Main Ingredients- 1 pack Acorn Jelly (Dotori Muk, approx. 300-400g)
- 1/2 Onion
- 1/2 Cucumber
- 1/4 Carrot
- 1 handful Lettuce
- 1 handful Chicory
- 5-10 Perilla Leaves (Kkaennip)
- 1/3 Scallion (Green Onion)
Acorn Jelly Salad Dressing- 1 Tbsp Gochugaru (Korean chili flakes)
- 1/2 Tbsp Sugar
- 3 Tbsp Soy Sauce (Jin Ganjang)
- 1/2 Tbsp Fish Sauce (Anchovy or Pollack Roe flavor)
- 1 Tbsp Plum Extract (Maesil Cheong) for a subtle sweetness
- 1/2 Tbsp Minced Garlic
- 1 Tbsp Sesame Oil
- A pinch of Toasted Sesame Seeds
- 1 Tbsp Gochugaru (Korean chili flakes)
- 1/2 Tbsp Sugar
- 3 Tbsp Soy Sauce (Jin Ganjang)
- 1/2 Tbsp Fish Sauce (Anchovy or Pollack Roe flavor)

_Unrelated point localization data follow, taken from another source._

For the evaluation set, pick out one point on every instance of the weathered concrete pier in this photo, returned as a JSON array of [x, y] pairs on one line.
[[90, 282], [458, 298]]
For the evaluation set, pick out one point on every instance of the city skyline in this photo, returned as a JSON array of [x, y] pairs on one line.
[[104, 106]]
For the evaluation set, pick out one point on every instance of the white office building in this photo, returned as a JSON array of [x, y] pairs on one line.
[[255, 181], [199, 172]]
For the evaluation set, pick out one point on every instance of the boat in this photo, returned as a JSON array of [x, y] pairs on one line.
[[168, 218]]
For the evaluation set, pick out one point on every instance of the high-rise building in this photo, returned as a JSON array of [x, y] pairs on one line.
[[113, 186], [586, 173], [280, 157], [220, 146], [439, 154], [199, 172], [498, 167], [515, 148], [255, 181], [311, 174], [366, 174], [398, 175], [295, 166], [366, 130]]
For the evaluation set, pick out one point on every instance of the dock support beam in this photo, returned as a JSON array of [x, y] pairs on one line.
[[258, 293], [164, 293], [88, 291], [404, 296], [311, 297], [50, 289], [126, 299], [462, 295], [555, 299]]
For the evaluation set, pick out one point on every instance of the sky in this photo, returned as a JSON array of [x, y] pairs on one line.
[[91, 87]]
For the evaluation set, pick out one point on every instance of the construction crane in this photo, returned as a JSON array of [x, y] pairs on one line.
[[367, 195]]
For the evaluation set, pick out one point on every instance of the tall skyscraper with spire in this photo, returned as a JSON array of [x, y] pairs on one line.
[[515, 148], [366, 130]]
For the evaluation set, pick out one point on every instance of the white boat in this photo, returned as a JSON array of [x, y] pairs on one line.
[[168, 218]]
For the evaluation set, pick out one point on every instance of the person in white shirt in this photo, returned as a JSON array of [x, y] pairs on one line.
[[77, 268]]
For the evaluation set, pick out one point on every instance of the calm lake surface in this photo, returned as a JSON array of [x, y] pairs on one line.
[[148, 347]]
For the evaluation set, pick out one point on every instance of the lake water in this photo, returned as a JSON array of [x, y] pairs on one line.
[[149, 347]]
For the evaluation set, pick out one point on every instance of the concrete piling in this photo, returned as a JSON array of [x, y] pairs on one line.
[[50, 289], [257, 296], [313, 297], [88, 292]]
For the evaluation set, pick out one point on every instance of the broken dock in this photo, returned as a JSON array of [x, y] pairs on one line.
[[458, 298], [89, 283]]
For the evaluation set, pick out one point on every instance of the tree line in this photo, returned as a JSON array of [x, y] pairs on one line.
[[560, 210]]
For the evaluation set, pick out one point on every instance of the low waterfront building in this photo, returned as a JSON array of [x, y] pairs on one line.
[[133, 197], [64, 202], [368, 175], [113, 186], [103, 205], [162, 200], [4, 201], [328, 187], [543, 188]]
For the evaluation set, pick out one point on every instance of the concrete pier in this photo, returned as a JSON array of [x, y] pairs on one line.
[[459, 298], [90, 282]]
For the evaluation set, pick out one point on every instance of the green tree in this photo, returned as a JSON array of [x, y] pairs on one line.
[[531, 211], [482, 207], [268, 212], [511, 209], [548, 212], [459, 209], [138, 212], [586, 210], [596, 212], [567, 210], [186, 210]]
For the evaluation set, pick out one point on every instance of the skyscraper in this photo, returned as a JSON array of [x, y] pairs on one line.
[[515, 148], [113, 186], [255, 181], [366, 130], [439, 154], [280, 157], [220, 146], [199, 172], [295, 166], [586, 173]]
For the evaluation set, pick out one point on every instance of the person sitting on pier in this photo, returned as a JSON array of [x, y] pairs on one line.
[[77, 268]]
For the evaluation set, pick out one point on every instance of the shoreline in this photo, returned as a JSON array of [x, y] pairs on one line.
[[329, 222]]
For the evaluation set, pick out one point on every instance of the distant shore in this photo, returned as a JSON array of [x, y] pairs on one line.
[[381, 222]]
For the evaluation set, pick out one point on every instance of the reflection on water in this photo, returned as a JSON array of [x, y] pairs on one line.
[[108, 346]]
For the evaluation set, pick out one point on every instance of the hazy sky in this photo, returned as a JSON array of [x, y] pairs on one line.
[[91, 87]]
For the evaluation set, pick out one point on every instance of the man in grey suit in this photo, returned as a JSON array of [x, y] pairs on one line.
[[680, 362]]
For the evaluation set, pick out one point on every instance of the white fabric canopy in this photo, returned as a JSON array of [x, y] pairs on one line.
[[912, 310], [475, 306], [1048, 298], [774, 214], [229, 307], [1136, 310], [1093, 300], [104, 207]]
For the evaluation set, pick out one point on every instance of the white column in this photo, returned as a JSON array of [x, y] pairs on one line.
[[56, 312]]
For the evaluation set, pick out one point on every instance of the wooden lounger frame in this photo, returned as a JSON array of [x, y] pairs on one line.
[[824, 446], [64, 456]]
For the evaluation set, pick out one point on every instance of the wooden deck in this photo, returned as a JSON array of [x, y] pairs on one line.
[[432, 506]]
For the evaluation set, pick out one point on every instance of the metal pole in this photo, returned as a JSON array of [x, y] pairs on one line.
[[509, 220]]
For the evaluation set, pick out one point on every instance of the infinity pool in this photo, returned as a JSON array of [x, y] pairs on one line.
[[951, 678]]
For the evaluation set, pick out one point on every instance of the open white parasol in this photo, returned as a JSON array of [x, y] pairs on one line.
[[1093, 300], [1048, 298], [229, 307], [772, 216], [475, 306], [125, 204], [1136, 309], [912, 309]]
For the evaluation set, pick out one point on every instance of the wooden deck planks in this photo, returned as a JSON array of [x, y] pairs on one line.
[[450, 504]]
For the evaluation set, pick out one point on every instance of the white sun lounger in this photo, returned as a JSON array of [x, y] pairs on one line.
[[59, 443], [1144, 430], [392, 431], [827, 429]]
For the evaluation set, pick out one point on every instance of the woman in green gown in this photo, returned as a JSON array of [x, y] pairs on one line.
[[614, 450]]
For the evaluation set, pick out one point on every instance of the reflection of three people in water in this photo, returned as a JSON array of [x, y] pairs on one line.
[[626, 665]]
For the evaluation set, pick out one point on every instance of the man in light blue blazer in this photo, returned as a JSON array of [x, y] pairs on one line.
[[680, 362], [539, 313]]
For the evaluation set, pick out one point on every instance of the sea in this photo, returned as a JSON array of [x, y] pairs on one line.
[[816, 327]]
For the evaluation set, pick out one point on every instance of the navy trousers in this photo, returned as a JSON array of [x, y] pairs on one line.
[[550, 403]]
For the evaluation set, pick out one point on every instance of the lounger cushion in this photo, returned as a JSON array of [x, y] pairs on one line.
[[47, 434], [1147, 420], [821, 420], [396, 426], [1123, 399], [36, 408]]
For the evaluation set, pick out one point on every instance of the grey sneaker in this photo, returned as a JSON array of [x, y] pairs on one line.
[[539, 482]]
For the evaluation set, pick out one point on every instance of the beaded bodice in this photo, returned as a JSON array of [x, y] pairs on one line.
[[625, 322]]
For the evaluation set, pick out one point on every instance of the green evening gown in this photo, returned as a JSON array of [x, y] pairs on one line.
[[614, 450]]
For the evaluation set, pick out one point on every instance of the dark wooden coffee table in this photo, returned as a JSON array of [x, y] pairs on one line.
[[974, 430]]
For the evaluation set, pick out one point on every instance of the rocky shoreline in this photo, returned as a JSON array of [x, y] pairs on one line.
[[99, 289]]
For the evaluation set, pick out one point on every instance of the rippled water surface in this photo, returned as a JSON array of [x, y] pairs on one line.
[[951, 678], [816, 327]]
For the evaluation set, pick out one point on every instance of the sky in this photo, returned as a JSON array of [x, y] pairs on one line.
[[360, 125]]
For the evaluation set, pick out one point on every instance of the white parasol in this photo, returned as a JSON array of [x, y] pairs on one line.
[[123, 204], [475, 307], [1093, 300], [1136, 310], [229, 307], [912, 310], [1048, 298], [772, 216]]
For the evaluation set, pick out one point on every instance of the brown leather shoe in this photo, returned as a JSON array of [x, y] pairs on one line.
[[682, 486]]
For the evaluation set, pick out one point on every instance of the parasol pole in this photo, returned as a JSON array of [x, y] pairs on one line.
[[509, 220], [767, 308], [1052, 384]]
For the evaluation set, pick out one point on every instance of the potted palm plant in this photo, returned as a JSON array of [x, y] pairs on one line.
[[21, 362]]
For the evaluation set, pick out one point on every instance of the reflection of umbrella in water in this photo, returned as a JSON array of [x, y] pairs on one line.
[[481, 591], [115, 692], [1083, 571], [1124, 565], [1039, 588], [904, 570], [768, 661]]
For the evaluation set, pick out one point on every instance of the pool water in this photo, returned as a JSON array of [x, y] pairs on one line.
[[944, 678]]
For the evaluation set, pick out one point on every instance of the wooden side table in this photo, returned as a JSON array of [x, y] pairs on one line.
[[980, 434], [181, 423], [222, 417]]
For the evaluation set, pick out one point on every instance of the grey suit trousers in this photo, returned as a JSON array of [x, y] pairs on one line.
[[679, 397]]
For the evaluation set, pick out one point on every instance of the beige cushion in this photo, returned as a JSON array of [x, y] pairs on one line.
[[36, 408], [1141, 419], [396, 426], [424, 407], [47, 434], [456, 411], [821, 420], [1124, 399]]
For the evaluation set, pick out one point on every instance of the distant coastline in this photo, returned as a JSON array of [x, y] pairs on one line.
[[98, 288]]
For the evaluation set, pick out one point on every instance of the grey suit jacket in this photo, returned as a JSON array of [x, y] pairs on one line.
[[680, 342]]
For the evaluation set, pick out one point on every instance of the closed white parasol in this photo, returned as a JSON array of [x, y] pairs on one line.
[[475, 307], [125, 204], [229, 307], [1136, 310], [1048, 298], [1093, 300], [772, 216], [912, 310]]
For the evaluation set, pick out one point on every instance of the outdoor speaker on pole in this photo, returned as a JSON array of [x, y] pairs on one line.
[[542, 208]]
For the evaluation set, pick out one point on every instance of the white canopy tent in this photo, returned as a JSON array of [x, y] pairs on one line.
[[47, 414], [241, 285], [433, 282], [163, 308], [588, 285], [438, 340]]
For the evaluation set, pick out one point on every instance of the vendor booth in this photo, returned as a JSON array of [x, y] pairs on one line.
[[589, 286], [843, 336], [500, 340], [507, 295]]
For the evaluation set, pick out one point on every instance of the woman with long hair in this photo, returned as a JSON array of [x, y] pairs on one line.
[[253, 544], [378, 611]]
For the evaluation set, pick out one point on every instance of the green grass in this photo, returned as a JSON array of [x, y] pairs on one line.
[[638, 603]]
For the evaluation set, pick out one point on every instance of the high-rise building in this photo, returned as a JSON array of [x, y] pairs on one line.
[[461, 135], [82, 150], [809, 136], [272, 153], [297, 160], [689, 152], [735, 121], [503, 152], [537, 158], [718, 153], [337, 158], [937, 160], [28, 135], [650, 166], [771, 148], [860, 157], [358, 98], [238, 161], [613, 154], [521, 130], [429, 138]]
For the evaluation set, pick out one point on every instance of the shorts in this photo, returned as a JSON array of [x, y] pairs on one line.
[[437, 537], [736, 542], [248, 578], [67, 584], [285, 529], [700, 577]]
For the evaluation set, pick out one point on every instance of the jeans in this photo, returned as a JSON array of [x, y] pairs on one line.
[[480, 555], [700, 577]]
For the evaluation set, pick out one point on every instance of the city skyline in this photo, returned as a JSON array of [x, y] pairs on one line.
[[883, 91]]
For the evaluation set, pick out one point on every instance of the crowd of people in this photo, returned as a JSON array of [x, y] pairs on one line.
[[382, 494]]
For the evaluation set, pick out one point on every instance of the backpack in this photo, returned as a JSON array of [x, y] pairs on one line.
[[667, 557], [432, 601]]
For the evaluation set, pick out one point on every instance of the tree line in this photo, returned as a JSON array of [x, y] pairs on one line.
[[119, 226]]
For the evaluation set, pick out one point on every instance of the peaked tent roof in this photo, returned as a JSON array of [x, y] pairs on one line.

- 1 Tbsp Plum Extract (Maesil Cheong) for a subtle sweetness
- 1/2 Tbsp Minced Garlic
- 1 Tbsp Sesame Oil
- A pinch of Toasted Sesame Seeds
Cooking Instructions
Step 1
First, prepare your vegetables. Thinly slice the half onion and soak it in cold water for a few minutes to reduce its sharp flavor; then, drain well. Slice the cucumber and carrot into similar thin strips. Stack the perilla leaves, roll them up, and thinly slice them into ribbons. Tear or chop the lettuce and chicory into bite-sized pieces. Finely chop the scallion. (Optional: Add bean sprouts for extra crunch.)
Step 2
Cut the acorn jelly into strips about 0.8 cm thick. Bring a pot of water to a boil and blanch the acorn jelly for about 2 minutes. Blanching makes the jelly softer and gives it a nice sheen. (Adjust blanching time based on the thickness of your jelly.) Once blanched, drain the jelly in a colander and let it cool down. Avoid mixing while it’s still hot, as this can cook the vegetables.
Step 3
The secret to a delicious acorn jelly salad is the dressing! In a bowl, combine 1 Tbsp gochugaru, 1/2 Tbsp sugar, 3 Tbsp soy sauce, 1/2 Tbsp fish sauce, 1 Tbsp plum extract, 1/2 Tbsp minced garlic, 1 Tbsp sesame oil, and a pinch of toasted sesame seeds. Mix everything thoroughly to create a flavorful dressing. Making the dressing in advance allows the flavors to meld beautifully.
Step 4
Place all the prepared vegetables (onion, cucumber, carrot, perilla leaves, lettuce, chicory, scallion) into a large mixing bowl. Pour the prepared dressing evenly over the vegetables. Gently toss the vegetables to coat them with the dressing. Be careful not to mix too vigorously, as this can mash the vegetables.
Step 5
Add the cooled acorn jelly to the bowl with the dressed vegetables. Using a lifting motion from the bottom of the bowl, gently combine the jelly with the vegetables to ensure it’s evenly coated without breaking. This creates a wonderfully chewy and delicious acorn jelly salad! For the best taste experience, scoop up both the fresh vegetables and the acorn jelly together with your spoon, rather than eating them separately. Enjoy this delightful dish as a satisfying meal or a fantastic appetizer!